而后,只有永恒的虚无。
那时的她,只敢躲在墙角后,远远的,远远的窥视一眼。
但像是有人觉得梨花树下,穿着白衬衫,身带清新的柠檬香的少年很美一样,她此刻也觉得夕阳下倚着铁丝网而坐的,抽着烟,遍体鳞伤发少年很美。
像是透明的一样,非黑非白,无悲无喜,在他身上没有任何色彩,却显得如此纯粹。
就那么一眼。
宁欢想。
这大抵是她此生所见的最美的景色,世间没有任何能与之相比。
这应当说是正处青春年华的少女酸涩的初恋么?兴许也称不上,但时间与世界并不会随着一位少女踌躇的心事轮转。
在这之后。
校方将这件事压了下来,给予他不必学习也可以拿到毕业证书的优待,他越来越少出现在学校,有带着恶意的人调侃可能要子承母业,也有人说他可能惹上了别处的混黑的,只得仓皇逃命。
漂亮的透明的男人从她的世界中出现,又转瞬即逝,像是乍过水的蜉蝣,最终,就这么美丽的,虚幻地飘散了。
而后天各一方。
在重逢的那一瞬间,她仿佛听到了什么在耳旁回响的悠扬的曲调。
站在她面前的,仍旧是透明却虚妄的美丽的存在,却落在了被她父亲畏惧又嫌恶着的易家,被拘在那双沾满罪孽与污秽的掌心里。
她想。
她理应要做些什么才是。
……
她“被禁足”的时间并未持续太久。
因为她在外相识的消息源为她传递了一条消息。
——你知道么?
——东边的某个地方,楚家与易家的人在火拼。
可能要死几个人吧,给她传递消息的人用淡泊的语气轻声道。
宁欢感觉自己的思维好像凝固住了,她的身体不受她自己的控制,她拿起剪刀来,裁开窗帘的布,她将一端系在床头的栏杆上,另一端则随着她本人一起从窗口不断下坠。
在冰冷的空气从下端窜进裤腿,并且顺着光滑的腿部一路向上攀升时,她好似才意识到自己真正在做什么。
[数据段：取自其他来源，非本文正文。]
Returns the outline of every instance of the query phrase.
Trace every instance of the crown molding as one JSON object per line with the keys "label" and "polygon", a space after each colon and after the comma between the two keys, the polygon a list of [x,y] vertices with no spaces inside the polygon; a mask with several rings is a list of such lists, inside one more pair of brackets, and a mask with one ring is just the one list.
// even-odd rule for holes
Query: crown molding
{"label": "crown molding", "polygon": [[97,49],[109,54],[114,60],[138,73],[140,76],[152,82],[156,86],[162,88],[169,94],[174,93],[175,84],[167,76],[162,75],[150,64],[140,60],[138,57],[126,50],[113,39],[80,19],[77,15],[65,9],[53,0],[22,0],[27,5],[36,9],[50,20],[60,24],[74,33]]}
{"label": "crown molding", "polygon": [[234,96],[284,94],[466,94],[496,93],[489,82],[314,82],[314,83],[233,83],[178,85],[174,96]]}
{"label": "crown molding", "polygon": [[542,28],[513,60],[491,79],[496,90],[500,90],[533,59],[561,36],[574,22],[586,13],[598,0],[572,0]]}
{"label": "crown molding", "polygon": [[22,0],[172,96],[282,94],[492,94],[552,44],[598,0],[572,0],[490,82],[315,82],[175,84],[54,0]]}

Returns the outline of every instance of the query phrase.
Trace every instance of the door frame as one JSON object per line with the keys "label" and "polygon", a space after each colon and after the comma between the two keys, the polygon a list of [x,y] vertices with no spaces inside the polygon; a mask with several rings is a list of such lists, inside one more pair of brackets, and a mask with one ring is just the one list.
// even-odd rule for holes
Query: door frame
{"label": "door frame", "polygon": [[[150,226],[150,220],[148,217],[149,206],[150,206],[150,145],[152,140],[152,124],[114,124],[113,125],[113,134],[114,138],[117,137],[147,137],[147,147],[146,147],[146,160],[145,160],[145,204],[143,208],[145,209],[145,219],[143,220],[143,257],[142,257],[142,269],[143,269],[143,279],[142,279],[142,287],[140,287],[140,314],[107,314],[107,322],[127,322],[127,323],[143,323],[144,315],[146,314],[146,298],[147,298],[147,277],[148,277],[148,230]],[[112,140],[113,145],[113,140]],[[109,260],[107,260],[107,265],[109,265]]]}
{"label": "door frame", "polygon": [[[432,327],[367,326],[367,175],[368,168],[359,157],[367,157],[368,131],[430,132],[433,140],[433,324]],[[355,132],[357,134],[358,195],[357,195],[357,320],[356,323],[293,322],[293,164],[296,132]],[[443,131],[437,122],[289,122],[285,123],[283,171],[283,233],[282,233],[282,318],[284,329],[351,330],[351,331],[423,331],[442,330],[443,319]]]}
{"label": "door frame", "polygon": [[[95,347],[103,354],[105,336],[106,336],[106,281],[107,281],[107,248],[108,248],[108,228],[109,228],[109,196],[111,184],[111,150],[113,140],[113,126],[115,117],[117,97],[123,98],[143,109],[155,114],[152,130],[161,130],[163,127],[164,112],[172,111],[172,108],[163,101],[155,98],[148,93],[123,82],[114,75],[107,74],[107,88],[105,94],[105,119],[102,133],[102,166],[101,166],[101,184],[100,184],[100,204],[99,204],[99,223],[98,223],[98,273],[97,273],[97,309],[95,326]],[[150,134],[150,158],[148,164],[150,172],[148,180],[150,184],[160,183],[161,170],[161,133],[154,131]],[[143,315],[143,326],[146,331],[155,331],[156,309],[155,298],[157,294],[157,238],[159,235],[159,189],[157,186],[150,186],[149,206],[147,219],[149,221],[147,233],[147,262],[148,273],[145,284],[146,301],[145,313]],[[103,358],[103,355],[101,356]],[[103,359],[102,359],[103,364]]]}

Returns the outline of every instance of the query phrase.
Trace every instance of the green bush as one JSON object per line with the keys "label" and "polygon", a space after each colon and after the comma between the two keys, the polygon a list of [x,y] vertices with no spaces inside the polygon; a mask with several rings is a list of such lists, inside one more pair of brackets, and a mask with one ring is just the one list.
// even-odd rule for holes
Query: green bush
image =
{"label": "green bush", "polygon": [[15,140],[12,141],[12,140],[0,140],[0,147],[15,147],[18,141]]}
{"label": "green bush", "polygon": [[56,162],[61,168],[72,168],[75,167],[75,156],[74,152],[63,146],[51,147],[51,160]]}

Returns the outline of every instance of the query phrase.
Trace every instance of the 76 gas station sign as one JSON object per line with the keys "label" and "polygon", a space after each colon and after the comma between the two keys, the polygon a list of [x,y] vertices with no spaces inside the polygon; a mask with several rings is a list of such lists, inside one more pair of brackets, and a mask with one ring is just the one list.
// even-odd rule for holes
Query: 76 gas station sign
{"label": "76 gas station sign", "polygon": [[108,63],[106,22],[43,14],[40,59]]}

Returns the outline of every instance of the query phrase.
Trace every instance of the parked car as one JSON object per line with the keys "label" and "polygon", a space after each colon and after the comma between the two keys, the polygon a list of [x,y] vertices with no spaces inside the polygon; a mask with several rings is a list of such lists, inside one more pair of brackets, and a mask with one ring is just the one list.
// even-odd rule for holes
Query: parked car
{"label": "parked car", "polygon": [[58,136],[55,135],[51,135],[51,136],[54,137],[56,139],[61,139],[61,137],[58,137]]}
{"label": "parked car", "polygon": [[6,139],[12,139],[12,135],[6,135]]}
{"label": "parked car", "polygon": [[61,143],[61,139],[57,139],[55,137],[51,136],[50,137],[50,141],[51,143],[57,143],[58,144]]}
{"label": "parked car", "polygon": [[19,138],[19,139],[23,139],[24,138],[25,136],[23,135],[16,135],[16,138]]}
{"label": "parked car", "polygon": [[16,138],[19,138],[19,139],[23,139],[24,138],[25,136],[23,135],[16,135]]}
人这一生,大概总要做一些自己会追悔莫及的事情,但血液的沸腾则会告诉她,若在此前驻足,兴许只会悔恨终生。
宁欢低着头。
长发遮起她的侧颜,故而看不清她此刻的神情。
“对不起。”
她从窗边跳下,扒着围墙翻出院落。
为了什么呢?
大抵,是为了内心那股无处发散的,又备受触动的正义。
她到那边时,风波好似已经得到了真正的平息,只有零零散散的几辆救护车,同样的,也有站在这块刀伤枪伤遍布之地,穿着洁白的长款风衣的人。
他像是与这个世界格格不入,平静而又淡漠,似是遥远的青山的寺庙里敲响的佛钟,悠悠的,将此地所发生的一切尽数抚平。
那个人转过头来,问道。
“你为何会在这?”
许清俞,曾经与她一起挖掘罪恶的,却不知为何突然消失的许清俞。